Testing Report: July 12th 2001 < Back
 
Devon Island, Nunavut, Canada

Testing started: 9:30 am
Testing finished: 12:30 pm

Agenda:
- Mount pyranometer on robot.
- Perform stereo component testing.
- Perform laser component testing.
- Navigate to waypoints using Hyperion's autonomy system.
- Tune panoramic camera settings.

Progress:
- Tuned shutter speed, white balance and exposure control on panoramic
camera, although perhaps it could be manually focused to get better results.
We may need to re-tune in different lighting conditions.

- Captured 5 sequences of stereo images of robot approaching a 47 x 37 x
18 cm rock. The time was 10:10 am and the weather conditions were partly
cloudy with a bit of sun.

- Pyranometer attached, although PMAD code must still be updated to display pyranometer data.

- Robot drove to several waypoints very well. Experienced probably four or five GPS jumps. Stereo reliably saw Ben. Ben also triggered an E-stop correctly by tripping the laser. At that point he also correctly caused a NO_ARCS fault from the Navigator. Therefore the Health Monitor seemed to be responding to
two common faults properly.

- Fixed a bug in the Mission Plan Tool of the Operator Interface that incorrectly displayed data when the Navigator reached a goal.

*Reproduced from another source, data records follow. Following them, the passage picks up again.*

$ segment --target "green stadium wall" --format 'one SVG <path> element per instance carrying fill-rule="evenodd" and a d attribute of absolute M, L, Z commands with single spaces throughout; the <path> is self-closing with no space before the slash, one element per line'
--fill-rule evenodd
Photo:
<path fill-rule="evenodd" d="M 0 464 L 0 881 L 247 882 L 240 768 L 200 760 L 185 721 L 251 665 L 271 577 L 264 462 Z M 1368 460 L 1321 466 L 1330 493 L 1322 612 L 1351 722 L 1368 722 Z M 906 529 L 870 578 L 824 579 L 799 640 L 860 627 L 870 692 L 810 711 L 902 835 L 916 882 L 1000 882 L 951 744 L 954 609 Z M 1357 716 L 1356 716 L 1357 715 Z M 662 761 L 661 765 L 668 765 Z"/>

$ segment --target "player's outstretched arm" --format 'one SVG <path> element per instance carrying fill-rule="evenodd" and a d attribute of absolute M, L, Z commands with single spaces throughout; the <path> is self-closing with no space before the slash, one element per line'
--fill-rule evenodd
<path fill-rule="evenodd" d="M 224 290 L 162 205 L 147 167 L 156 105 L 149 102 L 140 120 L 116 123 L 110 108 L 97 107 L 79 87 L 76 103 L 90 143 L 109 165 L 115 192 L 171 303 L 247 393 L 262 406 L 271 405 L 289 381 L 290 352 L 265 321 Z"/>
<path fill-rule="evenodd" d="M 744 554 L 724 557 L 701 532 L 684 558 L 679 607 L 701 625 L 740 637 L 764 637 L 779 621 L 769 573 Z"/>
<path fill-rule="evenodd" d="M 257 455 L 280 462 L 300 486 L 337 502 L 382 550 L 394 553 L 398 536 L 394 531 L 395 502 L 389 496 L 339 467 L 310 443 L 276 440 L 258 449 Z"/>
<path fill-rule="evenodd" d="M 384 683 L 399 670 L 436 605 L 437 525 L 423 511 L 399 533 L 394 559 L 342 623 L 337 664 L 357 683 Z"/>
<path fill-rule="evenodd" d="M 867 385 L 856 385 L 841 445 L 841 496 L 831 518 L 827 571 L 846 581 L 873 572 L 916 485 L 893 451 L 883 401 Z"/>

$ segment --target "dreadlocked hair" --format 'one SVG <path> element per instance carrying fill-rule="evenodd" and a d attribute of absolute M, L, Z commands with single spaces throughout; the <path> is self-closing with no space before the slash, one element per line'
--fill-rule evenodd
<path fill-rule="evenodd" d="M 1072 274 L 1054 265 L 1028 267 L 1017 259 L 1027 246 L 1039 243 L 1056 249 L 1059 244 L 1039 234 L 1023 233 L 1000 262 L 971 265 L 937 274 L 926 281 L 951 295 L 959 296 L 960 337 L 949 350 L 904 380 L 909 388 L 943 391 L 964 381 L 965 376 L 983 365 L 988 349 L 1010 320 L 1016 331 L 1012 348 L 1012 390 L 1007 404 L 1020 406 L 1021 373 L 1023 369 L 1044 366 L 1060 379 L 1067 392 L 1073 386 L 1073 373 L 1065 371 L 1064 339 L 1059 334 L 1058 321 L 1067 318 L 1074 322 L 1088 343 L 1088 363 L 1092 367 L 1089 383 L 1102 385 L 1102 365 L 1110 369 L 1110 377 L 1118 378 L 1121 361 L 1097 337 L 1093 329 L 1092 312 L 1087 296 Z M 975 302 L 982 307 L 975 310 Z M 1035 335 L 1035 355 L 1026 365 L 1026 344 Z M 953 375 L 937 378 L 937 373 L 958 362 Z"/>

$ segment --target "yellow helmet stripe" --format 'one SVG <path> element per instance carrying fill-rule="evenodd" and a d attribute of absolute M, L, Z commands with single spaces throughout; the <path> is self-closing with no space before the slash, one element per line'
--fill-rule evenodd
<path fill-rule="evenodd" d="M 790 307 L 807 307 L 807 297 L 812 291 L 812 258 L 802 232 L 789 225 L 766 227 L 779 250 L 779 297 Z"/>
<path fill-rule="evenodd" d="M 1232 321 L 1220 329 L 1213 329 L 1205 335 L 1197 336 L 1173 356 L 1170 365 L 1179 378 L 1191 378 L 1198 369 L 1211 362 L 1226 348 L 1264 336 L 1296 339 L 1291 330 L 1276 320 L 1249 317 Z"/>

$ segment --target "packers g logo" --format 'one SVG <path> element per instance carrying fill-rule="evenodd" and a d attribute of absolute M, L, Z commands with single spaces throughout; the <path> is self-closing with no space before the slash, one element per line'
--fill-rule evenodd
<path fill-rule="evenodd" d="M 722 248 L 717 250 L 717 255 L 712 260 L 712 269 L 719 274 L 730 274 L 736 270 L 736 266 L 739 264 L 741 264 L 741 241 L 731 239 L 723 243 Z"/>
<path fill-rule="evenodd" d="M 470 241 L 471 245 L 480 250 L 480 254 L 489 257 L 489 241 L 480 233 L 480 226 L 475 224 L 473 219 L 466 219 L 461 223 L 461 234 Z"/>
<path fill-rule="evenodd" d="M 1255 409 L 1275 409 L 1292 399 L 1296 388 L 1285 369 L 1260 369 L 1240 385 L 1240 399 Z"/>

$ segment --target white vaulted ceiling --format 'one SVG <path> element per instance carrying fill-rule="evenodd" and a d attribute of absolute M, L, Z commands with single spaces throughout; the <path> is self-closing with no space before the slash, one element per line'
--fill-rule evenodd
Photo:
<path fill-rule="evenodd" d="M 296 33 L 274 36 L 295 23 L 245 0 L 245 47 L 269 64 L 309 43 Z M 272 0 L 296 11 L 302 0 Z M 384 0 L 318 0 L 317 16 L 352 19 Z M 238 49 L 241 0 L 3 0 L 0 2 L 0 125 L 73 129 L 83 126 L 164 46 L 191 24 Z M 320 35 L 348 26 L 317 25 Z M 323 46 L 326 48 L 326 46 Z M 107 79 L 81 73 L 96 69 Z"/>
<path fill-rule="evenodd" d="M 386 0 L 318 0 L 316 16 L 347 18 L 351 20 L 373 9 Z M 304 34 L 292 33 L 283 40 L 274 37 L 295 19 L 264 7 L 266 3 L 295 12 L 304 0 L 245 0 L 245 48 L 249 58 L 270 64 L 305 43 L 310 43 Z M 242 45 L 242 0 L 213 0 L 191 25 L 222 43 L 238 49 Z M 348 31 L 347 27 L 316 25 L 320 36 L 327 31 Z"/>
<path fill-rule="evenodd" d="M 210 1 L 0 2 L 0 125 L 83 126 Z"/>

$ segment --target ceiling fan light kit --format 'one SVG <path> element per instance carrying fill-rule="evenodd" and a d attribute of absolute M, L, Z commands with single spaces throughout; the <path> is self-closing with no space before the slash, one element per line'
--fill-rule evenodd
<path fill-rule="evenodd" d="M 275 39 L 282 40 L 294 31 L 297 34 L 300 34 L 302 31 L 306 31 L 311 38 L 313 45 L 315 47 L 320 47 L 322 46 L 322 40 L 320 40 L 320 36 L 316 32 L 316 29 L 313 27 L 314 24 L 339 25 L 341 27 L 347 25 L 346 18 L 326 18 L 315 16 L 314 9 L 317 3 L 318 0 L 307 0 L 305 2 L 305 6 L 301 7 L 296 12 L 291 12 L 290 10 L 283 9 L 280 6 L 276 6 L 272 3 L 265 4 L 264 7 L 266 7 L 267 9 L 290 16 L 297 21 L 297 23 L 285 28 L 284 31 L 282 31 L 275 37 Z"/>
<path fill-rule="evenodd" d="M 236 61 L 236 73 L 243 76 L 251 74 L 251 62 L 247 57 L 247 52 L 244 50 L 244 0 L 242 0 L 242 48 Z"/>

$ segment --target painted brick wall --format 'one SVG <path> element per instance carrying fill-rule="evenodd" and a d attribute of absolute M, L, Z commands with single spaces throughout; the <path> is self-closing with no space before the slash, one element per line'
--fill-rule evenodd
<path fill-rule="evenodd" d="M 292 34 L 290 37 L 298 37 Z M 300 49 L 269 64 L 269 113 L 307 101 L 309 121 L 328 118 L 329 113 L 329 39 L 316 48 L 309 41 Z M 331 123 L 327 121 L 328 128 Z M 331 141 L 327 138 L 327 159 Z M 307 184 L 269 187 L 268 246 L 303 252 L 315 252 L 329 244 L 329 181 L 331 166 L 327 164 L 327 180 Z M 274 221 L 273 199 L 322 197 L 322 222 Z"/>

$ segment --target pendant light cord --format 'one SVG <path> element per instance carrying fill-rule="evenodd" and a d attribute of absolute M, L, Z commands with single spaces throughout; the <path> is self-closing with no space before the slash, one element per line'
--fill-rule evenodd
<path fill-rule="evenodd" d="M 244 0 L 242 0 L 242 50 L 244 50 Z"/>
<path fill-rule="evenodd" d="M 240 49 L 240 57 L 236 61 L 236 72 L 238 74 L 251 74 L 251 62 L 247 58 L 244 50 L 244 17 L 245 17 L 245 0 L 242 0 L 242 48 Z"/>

- Took laser and stereo data of robot approaching an obstacle that was missed during autonomous navigation. Used these data to tune stereo and laser parameters, hopefully without introducing too many false obstacles.

Problems:
- As mentioned above, neither the stereo nor the laser could detect a 30-40 cm rock in front of the robot's right wheel. This should have flagged an E-stop, but instead Ben hit the robot's E-stop switch. See analysis results, above.

- Saw a few more cases of amp 1 disabling, though not as many as yesterday. Also had trouble backing up onto a rock once.

To Do:
- Test stereo and laser again in the rock field with the new settings.
- Download new PMAD data to unit on robot and test that pyranometer data are valid.
- Install panoramic camera on robot.
- Continue battery discharge data analysis, integrate into Mission Planner.